SAR and Polarimetric SAR Information Processing Programs

Resource Overview

High-quality programs for SAR and polarimetric SAR information processing. Includes Cloude.m for computing H/alpha parameters in classical Cloude decomposition, classes.m implementing the complete Cloude decomposition method, and myCFAR.m featuring three CFAR target detection algorithms for SAR images: Global CFAR, Local CFAR, and Exponential CFAR.

Detailed Documentation

This article explores excellent programs for SAR and polarimetric SAR information processing. The Cloude.m file implements the computation of H/alpha parameters for the classical Cloude polarimetric decomposition method. The classes.m file contains the complete implementation of Cloude decomposition algorithm, which typically involves eigenanalysis of the coherency matrix to extract scattering mechanisms. The myCFAR.m program implements three Constant False Alarm Rate (CFAR) target detection methods for SAR images: Global CFAR, Local CFAR, and Exponential CFAR, each using different statistical models for background clutter estimation.

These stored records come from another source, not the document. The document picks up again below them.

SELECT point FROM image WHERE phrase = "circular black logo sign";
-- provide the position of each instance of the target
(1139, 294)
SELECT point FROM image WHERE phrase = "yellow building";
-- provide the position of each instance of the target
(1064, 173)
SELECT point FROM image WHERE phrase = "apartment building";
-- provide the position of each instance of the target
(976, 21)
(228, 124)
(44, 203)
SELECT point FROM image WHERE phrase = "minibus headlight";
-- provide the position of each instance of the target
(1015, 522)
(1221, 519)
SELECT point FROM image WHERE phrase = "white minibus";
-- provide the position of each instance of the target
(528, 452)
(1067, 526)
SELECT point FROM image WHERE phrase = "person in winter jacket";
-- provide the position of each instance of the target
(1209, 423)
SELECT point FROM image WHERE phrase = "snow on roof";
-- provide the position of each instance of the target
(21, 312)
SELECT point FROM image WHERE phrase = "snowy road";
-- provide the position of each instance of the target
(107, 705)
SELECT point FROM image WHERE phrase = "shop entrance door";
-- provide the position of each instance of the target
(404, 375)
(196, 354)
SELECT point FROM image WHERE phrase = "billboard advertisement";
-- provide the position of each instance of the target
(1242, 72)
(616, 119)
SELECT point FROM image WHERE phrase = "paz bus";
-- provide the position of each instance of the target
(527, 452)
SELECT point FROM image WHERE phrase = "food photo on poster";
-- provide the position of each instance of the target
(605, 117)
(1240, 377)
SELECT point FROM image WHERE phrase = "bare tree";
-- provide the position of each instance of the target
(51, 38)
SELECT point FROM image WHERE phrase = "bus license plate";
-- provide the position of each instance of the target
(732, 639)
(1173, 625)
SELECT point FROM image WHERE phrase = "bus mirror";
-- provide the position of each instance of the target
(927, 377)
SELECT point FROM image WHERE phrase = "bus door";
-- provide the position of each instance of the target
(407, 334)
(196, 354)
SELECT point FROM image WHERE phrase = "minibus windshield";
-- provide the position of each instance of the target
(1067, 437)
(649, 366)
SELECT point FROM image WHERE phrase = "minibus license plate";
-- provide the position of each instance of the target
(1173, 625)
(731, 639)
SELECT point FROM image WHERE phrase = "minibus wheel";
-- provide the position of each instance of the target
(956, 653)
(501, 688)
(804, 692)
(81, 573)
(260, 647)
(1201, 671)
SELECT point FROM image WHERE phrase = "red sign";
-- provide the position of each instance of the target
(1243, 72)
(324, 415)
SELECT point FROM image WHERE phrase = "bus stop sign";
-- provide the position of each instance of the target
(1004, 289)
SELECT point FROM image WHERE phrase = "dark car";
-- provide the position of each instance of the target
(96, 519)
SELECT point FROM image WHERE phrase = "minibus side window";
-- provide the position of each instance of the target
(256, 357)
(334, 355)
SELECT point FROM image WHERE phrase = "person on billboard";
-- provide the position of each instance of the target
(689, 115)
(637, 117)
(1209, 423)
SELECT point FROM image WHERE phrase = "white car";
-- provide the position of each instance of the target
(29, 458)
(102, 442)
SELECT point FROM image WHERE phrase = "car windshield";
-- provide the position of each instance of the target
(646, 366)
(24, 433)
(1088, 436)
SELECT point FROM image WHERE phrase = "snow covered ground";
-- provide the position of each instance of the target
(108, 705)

SAR and polarimetric SAR information processing, as crucial research directions in remote sensing, have been widely applied in agriculture, meteorology, environmental monitoring, and other fields. This article delves into implementation details of these processing methods to help readers better master the relevant knowledge. First, we introduce the Cloude decomposition method, which decomposes polarimetric SAR data into physical parameters of scattering matrices through eigenvector analysis, thereby better understanding target scattering characteristics. The algorithm typically involves computing the 3x3 coherency matrix from Sinclair matrix elements and performing eigenvalue decomposition. Next, we detail the H/alpha parameter computation method, a critical step in Cloude decomposition where entropy (H) measures scattering randomness and alpha angle represents dominant scattering mechanism. Finally, we present the myCFAR.m program, an effective SAR image target detection method that maintains constant false alarm rates using adaptive thresholding techniques, preventing false alarms in target detection through statistical modeling of background clutter.

In summary, this article provides detailed explanations of excellent programs for SAR and polarimetric SAR information processing, hoping readers can benefit from them and effectively apply these techniques in practical applications.